The question -- once you understand that $E=m$ (see [a] for a correct proof) -- is equivalent to asking "How does energy transform from the rest frame of the body to a moving frame?"
Consider the standard set-up in which $E=m$ is proven -- a body at rest gives out two flashes of light in opposite directions, then you analyse the frame from a relatively moving reference frame. In this frame, one of the beams' energy transforms as $\sqrt {\frac{{1 + v}}{{1 - v}}} \frac{E}{2}$ and the other transforms as $\sqrt {\frac{{1 - v}}{{1 + v}}} \frac{E}{2}$. By energy conservation, the energy lost -- and thus the mass reduction -- must equal the total of these quantities, which is $\gamma E$, as required.
Archive
My original answer -- which you can see the comments are relevant to -- considered a bizarre approach where you write $m=m_0+\frac12m_0v^2$, then keep replacing the $m_0$ with the expansion for $m$ i.e. $m=m_0+\frac12mv^2$, which leads to $m=m_0/(1-v^2/2)$, which is wrong. But the approach is arbitrary, it is pretending that kinetic energy transforms as $\mathrm{KE}\to\gamma\,\mathrm{KE}$ (it doesn't, this is wrong), for no good reason.

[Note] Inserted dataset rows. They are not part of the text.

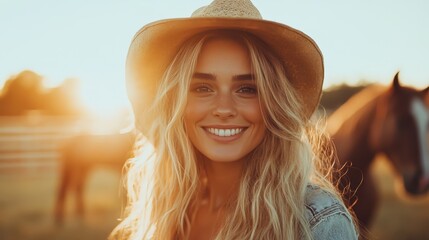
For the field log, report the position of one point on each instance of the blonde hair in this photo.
(270, 203)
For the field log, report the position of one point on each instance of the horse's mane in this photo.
(353, 105)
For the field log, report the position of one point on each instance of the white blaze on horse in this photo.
(84, 152)
(392, 121)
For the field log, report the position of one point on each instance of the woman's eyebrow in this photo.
(242, 77)
(204, 76)
(209, 76)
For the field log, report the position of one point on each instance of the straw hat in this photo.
(156, 43)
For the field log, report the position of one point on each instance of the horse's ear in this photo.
(395, 83)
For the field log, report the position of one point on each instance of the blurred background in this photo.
(62, 75)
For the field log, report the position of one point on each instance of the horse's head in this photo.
(400, 131)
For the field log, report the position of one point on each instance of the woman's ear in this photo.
(425, 96)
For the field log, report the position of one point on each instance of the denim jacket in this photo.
(327, 216)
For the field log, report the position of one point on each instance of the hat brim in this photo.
(155, 45)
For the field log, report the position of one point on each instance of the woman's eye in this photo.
(248, 90)
(201, 88)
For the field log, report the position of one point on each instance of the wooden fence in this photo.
(32, 141)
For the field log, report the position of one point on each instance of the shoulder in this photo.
(327, 215)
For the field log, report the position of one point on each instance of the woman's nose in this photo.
(225, 107)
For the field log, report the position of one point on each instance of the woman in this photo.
(223, 100)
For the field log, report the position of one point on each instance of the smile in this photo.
(225, 132)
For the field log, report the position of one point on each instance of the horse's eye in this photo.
(402, 123)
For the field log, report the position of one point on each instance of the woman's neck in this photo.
(221, 183)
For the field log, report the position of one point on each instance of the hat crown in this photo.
(229, 8)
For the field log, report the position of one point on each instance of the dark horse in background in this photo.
(392, 121)
(80, 154)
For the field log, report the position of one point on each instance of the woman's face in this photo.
(223, 116)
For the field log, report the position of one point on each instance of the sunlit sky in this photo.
(89, 39)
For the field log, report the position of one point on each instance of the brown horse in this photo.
(392, 121)
(83, 152)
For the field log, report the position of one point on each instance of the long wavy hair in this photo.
(164, 180)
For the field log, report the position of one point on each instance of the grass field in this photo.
(27, 201)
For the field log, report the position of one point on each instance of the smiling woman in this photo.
(225, 100)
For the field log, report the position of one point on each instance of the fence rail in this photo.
(33, 142)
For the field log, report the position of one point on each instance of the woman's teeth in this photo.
(225, 132)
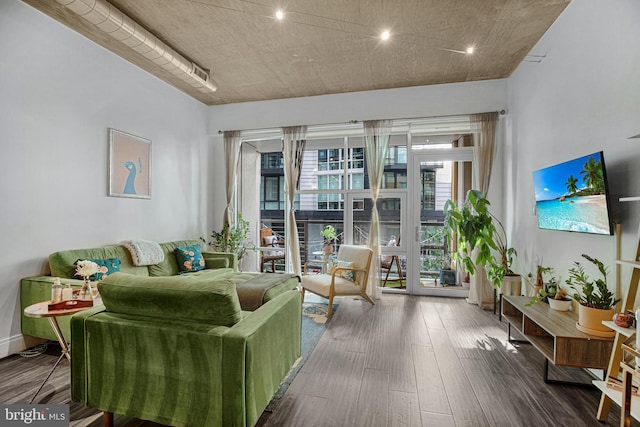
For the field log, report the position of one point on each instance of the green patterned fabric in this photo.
(62, 263)
(184, 372)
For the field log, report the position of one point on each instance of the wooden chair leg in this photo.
(108, 419)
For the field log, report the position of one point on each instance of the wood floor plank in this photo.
(404, 409)
(464, 404)
(373, 399)
(431, 419)
(431, 391)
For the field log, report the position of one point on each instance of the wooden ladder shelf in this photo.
(614, 369)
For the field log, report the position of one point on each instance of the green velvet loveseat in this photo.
(37, 289)
(180, 351)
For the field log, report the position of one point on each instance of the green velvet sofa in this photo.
(174, 349)
(181, 352)
(219, 265)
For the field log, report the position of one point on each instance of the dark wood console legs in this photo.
(108, 419)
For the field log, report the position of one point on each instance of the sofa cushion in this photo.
(169, 267)
(189, 258)
(62, 263)
(186, 297)
(105, 267)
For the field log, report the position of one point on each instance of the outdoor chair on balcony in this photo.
(347, 275)
(387, 262)
(270, 240)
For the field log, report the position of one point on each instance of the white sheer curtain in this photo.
(232, 143)
(376, 136)
(483, 127)
(293, 142)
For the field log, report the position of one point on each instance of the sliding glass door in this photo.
(437, 176)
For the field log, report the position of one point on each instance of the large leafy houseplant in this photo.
(591, 293)
(232, 238)
(477, 228)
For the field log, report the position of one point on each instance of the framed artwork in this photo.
(129, 165)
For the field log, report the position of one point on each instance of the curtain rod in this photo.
(352, 122)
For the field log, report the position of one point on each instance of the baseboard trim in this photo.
(16, 344)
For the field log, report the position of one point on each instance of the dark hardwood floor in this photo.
(407, 361)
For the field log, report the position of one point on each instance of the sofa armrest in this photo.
(78, 369)
(37, 289)
(220, 260)
(263, 348)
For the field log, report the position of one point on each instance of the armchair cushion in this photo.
(336, 266)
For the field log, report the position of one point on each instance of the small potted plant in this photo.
(330, 237)
(232, 238)
(596, 301)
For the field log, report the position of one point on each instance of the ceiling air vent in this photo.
(116, 24)
(199, 72)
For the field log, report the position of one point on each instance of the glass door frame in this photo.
(461, 154)
(402, 194)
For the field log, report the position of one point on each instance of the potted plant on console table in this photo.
(596, 301)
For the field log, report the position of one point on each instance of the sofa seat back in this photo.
(186, 297)
(62, 263)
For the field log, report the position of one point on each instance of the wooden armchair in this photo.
(268, 239)
(348, 276)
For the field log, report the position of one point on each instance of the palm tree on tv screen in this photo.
(571, 184)
(592, 175)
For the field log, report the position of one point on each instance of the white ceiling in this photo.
(330, 46)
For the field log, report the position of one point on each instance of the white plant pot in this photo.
(559, 304)
(511, 285)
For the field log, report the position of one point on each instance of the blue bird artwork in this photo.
(129, 185)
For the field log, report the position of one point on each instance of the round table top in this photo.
(41, 309)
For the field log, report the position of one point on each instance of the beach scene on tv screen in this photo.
(571, 196)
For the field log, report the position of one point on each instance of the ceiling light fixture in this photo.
(110, 20)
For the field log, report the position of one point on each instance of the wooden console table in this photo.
(554, 334)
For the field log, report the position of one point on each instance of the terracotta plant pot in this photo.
(590, 321)
(559, 304)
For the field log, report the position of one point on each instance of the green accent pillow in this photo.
(189, 258)
(345, 274)
(107, 266)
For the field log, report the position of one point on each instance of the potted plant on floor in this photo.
(330, 236)
(596, 301)
(232, 238)
(476, 229)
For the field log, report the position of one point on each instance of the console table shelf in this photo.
(554, 334)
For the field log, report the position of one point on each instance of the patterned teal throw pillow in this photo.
(189, 258)
(107, 266)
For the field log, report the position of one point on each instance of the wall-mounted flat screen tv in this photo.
(574, 196)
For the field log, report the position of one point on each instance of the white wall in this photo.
(59, 94)
(421, 101)
(583, 97)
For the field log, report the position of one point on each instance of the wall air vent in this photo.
(110, 20)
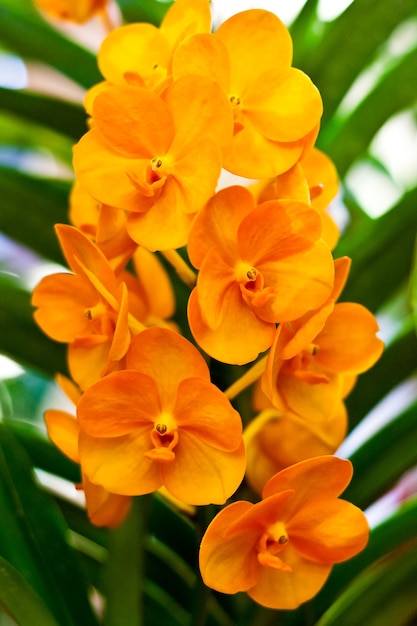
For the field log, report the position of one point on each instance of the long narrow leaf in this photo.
(20, 338)
(19, 600)
(26, 33)
(51, 565)
(64, 117)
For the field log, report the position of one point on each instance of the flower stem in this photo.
(106, 20)
(184, 271)
(249, 377)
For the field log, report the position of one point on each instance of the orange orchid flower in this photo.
(140, 54)
(311, 367)
(276, 107)
(161, 422)
(258, 266)
(314, 180)
(88, 309)
(103, 224)
(103, 508)
(278, 438)
(282, 549)
(73, 10)
(314, 350)
(159, 159)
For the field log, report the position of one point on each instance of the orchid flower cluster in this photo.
(178, 106)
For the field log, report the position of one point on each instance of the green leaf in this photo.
(64, 117)
(33, 538)
(151, 11)
(384, 594)
(20, 338)
(345, 141)
(381, 252)
(124, 594)
(24, 143)
(393, 532)
(383, 458)
(26, 33)
(413, 287)
(19, 600)
(398, 362)
(42, 452)
(348, 45)
(30, 208)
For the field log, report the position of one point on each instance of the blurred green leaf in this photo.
(393, 532)
(30, 208)
(19, 600)
(126, 554)
(151, 11)
(383, 457)
(384, 594)
(345, 141)
(26, 33)
(397, 364)
(348, 46)
(381, 252)
(33, 538)
(42, 452)
(66, 118)
(20, 338)
(24, 143)
(413, 287)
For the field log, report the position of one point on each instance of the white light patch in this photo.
(375, 191)
(13, 74)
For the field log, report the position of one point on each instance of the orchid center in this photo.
(164, 438)
(273, 542)
(248, 276)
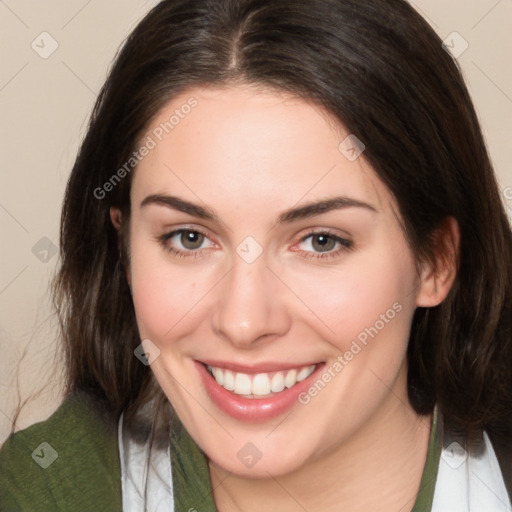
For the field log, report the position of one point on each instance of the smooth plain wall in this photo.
(55, 56)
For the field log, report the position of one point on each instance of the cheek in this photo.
(366, 298)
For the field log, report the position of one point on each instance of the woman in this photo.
(286, 275)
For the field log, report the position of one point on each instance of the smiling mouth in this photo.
(260, 385)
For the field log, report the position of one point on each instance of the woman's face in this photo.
(264, 249)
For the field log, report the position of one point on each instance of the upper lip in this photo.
(262, 367)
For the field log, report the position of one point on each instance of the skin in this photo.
(249, 155)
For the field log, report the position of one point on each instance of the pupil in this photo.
(324, 242)
(191, 239)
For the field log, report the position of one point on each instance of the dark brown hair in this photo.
(380, 69)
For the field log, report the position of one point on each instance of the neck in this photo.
(378, 468)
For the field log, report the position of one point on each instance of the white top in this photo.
(465, 482)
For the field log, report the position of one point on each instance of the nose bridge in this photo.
(249, 304)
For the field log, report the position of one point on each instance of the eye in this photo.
(323, 244)
(185, 242)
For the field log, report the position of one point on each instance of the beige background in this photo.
(45, 104)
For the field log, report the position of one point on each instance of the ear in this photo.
(437, 276)
(116, 218)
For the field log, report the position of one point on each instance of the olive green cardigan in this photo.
(70, 462)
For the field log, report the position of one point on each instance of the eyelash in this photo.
(345, 245)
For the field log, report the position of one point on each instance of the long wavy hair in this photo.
(380, 69)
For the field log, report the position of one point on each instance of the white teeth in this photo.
(242, 384)
(261, 384)
(219, 375)
(277, 382)
(305, 373)
(291, 378)
(229, 381)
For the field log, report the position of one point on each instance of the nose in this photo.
(251, 305)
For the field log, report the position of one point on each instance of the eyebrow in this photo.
(301, 212)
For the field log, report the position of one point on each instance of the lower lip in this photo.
(253, 409)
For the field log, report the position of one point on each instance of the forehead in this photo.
(250, 144)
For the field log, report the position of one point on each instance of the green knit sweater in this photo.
(70, 462)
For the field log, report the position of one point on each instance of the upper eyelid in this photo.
(309, 233)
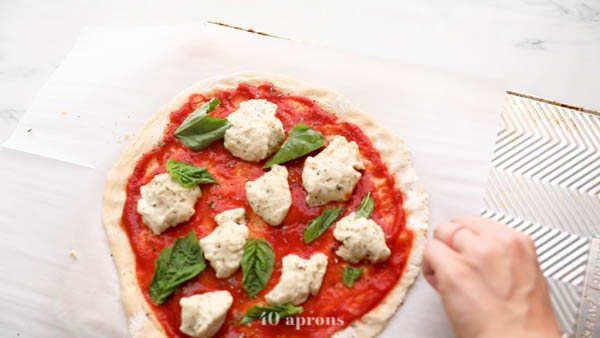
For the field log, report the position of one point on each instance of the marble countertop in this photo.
(545, 48)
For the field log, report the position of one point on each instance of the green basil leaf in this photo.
(257, 265)
(174, 265)
(301, 140)
(199, 129)
(351, 274)
(188, 175)
(366, 207)
(319, 225)
(260, 312)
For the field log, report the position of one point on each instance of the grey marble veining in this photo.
(546, 48)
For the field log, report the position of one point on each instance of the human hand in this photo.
(489, 279)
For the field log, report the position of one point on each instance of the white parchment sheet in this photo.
(52, 169)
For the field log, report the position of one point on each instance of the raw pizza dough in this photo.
(141, 319)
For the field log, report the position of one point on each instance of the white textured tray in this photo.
(545, 182)
(114, 79)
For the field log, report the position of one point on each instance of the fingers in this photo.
(438, 262)
(456, 236)
(479, 224)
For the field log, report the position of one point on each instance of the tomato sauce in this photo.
(336, 304)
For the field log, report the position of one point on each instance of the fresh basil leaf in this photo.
(199, 129)
(188, 175)
(260, 312)
(350, 275)
(319, 225)
(174, 265)
(257, 265)
(366, 207)
(301, 140)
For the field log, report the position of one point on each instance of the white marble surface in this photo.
(540, 47)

$$ \int\vec{\rm F}\cdot{\rm d}\vec{r} = c^{2}\Delta m $$
Just replace $$ \vec{F} = {{\rm d} \over {\rm d}t}\left\lbrack{m\vec{v} \over \sqrt{1 -v^{2}/c^{2}}}\right\rbrack \quad\mbox{and}\quad {{\rm d}\vec{r} \over {\rm d}t} = \vec{v} $$
The easiest way for me was to write down the relativistic momentum equation $p=mv\gamma(v)$. Then from this you can write down the relativistic second Newton's law:
\begin{align} \substack{\text{I start with a clasic}\\\text{second Newton's law}}\longrightarrow \boxed{Fdt = dp} \Longrightarrow F &= \frac{dp}{dt} \longleftarrow\substack{\text{here we insert formula for}\\\text{a relativistic momentum $p=mv\gamma(v)$}}\\ F &= \frac{d [mv\gamma(v)]}{dt}\\ F &= \frac{d}{dt}[ m v \gamma(v)] \longleftarrow \substack{\text{here we name the product $m\gamma(v)$}\\\text{a "relativistic mass" $\tilde{m}$}}\\ F &= \frac{d}{dt}[ \tilde{m} v] \end{align}
So we can clearly see the relativistic mass $\tilde{m}$ is the product of a rest mass $m$ and Lorentz factor (for speed) $\gamma(v)$:
$$\tilde{m} = m\gamma(v) = \frac{m}{\sqrt{1 - v^2/c^2}}$$
The only time I used the relativistic mass was when dealing with a photon in a gravitational field. I don't know any other ways to deal with that topic. If anyone knows it, please do tell =)